Dancing Closer Along the Edge

Part of my anxieties about potentially transition are because I didn’t feel like I was female from the time I was four — plus years of assuming I wasn’t seen as female — make it a lot easier for me than some other people to focus on how people are behaving towards me, not what they’re thinking.

But I’m working to internalize the advice in this essay: “How to Love Being a Non-Passing Trans Woman in 9 Affirming Steps” Albeit I’m still finding #2 a challenge.

However, it’s clear things are changing in significant and probably permanent ways. It’s just not clear how far the road I need to go.

With a number of months of partial-“real life experience” (i.e. full-time not the weekends, etc.) I think I have a reasonable idea what a post-transition life looks like — which the huge caveat that I don’t know what the workplace would be like. Sadly, I’m sure it would be very different given I work in Silicon Valley — because gender discrimination.

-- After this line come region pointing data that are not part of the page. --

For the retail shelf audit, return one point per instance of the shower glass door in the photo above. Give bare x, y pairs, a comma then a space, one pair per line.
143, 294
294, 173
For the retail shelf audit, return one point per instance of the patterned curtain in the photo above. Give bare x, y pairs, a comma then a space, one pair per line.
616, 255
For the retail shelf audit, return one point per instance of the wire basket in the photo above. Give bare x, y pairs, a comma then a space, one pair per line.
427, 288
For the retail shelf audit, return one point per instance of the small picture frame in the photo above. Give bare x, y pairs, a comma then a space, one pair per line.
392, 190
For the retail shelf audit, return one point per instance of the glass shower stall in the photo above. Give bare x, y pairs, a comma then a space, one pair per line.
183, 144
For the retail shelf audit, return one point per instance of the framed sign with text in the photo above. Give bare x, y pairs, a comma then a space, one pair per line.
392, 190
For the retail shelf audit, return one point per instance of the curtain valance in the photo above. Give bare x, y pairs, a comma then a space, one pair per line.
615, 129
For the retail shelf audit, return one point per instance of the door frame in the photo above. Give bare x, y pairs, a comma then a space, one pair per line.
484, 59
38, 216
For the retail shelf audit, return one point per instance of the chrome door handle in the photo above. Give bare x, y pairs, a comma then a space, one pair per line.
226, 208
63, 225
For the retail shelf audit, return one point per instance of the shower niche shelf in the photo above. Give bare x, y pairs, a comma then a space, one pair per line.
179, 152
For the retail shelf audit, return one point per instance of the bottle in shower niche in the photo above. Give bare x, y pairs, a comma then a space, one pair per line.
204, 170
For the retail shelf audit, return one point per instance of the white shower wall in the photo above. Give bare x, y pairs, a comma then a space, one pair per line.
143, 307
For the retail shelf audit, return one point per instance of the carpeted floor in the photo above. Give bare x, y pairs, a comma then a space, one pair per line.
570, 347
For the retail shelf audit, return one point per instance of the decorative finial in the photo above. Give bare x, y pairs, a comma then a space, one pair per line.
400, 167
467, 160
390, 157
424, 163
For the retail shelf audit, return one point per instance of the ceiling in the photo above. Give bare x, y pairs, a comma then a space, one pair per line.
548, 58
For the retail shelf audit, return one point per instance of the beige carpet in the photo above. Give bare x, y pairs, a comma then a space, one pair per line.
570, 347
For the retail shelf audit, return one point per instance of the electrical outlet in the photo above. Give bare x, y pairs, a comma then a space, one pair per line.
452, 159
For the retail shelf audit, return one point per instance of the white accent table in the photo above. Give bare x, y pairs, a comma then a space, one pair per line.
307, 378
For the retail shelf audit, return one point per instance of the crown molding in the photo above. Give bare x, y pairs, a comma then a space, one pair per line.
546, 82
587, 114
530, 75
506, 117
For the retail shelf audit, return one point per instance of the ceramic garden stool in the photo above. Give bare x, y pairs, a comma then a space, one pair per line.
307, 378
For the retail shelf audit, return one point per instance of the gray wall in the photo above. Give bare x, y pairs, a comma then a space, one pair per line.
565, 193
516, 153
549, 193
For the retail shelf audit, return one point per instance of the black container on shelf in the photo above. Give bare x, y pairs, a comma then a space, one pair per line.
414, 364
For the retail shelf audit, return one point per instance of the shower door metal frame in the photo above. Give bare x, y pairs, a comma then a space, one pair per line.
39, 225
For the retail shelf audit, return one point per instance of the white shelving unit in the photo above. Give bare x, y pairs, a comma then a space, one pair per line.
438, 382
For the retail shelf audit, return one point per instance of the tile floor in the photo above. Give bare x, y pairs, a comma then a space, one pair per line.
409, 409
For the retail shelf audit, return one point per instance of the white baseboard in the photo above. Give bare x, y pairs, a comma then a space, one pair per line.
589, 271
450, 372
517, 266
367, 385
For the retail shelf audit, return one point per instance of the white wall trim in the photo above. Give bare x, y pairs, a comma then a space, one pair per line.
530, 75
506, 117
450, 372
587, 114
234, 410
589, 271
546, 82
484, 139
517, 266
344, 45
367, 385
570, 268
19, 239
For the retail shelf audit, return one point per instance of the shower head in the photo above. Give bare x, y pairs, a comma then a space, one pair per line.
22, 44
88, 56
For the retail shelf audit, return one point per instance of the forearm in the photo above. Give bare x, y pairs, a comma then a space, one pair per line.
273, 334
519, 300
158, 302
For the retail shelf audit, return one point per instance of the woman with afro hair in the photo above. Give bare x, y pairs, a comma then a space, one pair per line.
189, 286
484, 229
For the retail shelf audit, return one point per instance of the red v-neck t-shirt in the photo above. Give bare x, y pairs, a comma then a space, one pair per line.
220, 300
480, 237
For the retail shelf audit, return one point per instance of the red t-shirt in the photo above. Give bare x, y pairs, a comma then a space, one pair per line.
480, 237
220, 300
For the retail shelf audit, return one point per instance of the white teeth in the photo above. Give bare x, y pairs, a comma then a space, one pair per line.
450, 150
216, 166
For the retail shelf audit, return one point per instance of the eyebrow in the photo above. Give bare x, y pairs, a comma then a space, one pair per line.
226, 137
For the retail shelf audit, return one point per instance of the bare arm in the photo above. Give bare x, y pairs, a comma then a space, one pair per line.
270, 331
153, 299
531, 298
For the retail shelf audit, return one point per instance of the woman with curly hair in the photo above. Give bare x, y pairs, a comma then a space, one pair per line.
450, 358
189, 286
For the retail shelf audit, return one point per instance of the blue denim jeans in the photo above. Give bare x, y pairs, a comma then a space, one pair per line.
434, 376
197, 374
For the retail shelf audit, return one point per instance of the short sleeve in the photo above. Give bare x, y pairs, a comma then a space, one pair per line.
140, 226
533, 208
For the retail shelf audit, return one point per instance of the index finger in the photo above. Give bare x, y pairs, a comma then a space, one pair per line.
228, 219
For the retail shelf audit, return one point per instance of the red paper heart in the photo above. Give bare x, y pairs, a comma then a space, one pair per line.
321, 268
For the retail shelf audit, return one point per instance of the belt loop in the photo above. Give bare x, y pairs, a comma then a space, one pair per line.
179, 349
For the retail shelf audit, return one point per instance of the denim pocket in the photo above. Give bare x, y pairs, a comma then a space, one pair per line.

It is a balancing act between feeling like “I’m sick of this shit, I wanna be done with it” vs. knowing that a step-by-step approach is the best one. Realistically I’ve probably got another eight months of electrolysis so even if I wanted to strap myself to the Pink Rocket Sled, it’s not practical to do it before then.

Although I am interested in getting facial feminization surgery, what I want done is reasonably subtle enough that it’s not necessarily a point of no return. Most people don’t notice hair transplants anyway, and if they do, a number of men my age get them. Obviously a nose pretty noticeable, but I can chalk it up to other reasons. Getting a lip lift and raising the eyebrows/opening the eye orbits, does make a big difference in feminizing my face from what I can tell from playing around with the photos from Virtual FFS, albeit it’s still a subtle difference since my face is surprising androgynous to begin with. But definitely something to me mindful of.

Breast implants definitely would mean transitioning. So a key factor will be how dysphoric I feel about not having larger (height/weight-proportionate) breasts beyond what hormones might do.